CHICAGO -- Coming off a seven run, 10-hit outing against the Arizona Diamondbacks, Chicago Cubs pitcher Kyle Hendricks vowed a better mental approach and more "conviction" to his pitches. He doubted himself on the mound seven days ago but quickly flipped the script with a dominating performance against the St. Louis Cardinals on Friday.
Hendricks, 29, threw an 81-pitch complete-game shutout, the fewest pitches in a shutout in the majors since 2012.
"Got a little lucky today, honestly," Hendricks said nonchalantly after the 4-0 win. "Made a lot of good pitches, early."
He got quick outs and pumped the strike zone to a tune of 78.8 percent strikes. That's the highest strike percentage by a starter this season (minimum five innings). Of his 81 pitches, 63 were in the strike zone and/or swung at.
"The craziest part was he only threw 18 balls," teammate Jon Lester said. "That's two an inning. That stat is more impressive than the 81 pitches."
First baseman Anthony Rizzo added: "When you throw 81 pitches through nine innings, it's something you don't see on a yearly basis. I'm sure there's a stat out there that someone has, probably hasn't happened in a little while."
In fact, there are a several stats that put the outing in perspective. According to ESPN Stats & Information research, Hendricks threw the fewest pitches in a shutout by a Cub since Jon Lieber in 2001. It's also the first time a Cubs hurler threw a complete game in fewer than 100 pitches since Carlos Zambrano in 2009. Both those former pitchers were in attendance on Friday, witnessing a masterpiece.
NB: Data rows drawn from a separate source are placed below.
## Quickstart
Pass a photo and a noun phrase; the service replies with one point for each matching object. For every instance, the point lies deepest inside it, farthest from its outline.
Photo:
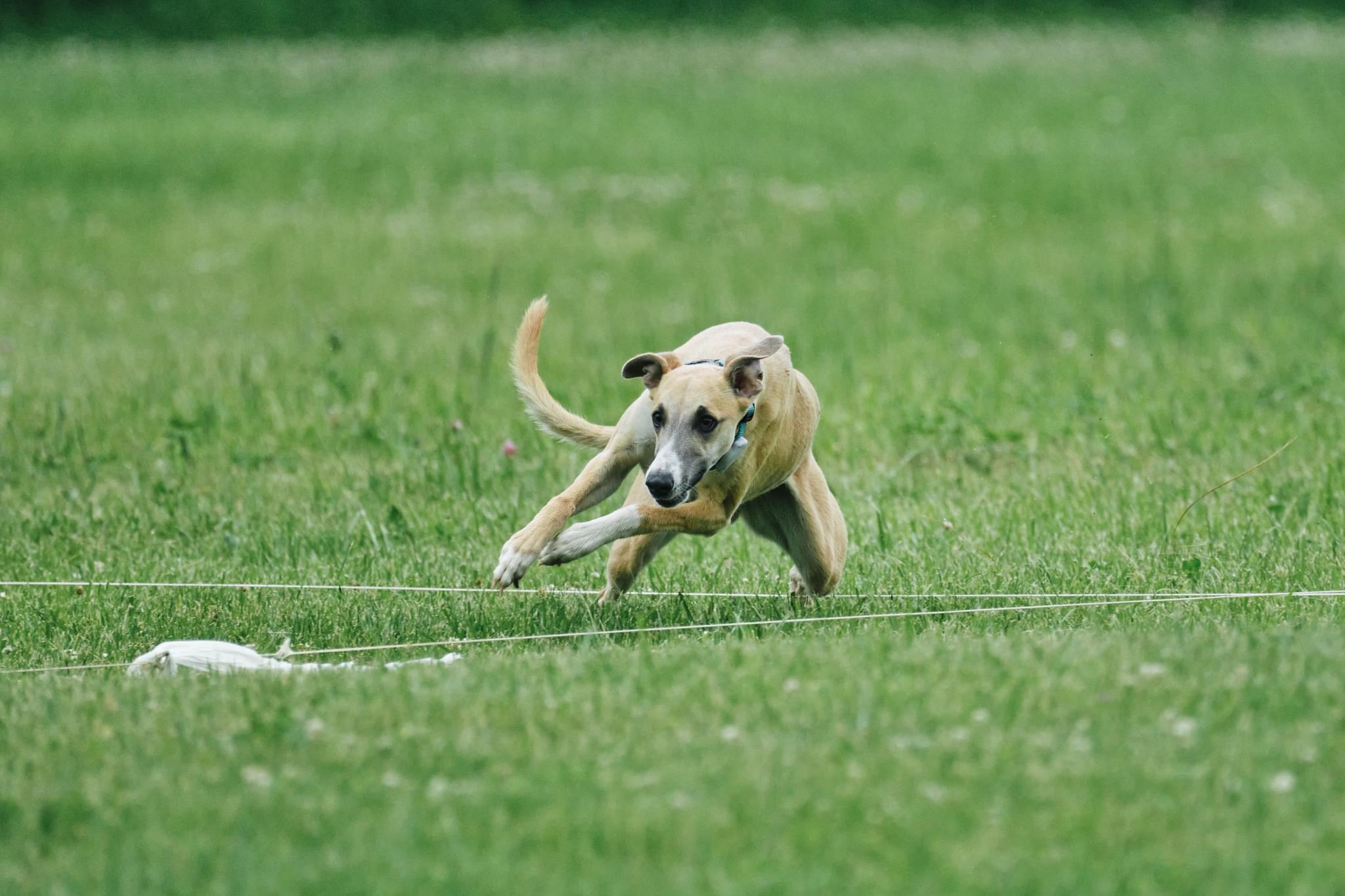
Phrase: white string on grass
(433, 589)
(1111, 601)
Hendricks was asked if he was following his tiny pitch count as he went deeper into the game.
"A few of the times I looked up and noticed it was really low," he answered. "Willy [Contreras] and I recognized how aggressive they were, early."
Hendricks is no stranger to throwing gems as he was baseball's ERA leader in 2016. But he has been a slow starter over the past three seasons -- he entered Friday's game with a 5.33 ERA. That dropped precipitously as he gave up only four hits without issuing a free pass.
"He was really dotting the fastball nicely," manager Joe Maddon said. "There was good movement. Then he broke out the curveball. When he adds another pitch to his mix ... it becomes more difficult.
"The 69-, 70-mph curveball can really mess with a hitter's head."
The victory was the fifth in a row for the surging Cubs, who are just 1½ games behind the Cardinals for the division lead. After a 2-7 start, they're 15-5, thanks to a starting staff that has dominated since the team's opening nine-game road trip. Hendricks was so good and so efficient on Friday, he was jokingly asked if he was available for Saturday's game.
"For sure, for sure," he laughed. "It felt a little bit like a bullpen [session]."
Then he got serious and described what went right. We'll find out soon if he has turned the corner for 2019, but for one day, he truly looked like the guy many compare him to: Greg Maddux. After all, on Friday he threw a "Maddux" -- the unofficial term for throwing a complete game in fewer than 100 pitches. Hendricks had 19 to spare.
"I was convicted to every call we made," Hendricks said. "I was trying to keep my focus, make a good pitch. In my last one, I did a terrible job of that, my mental approach. ... This was better."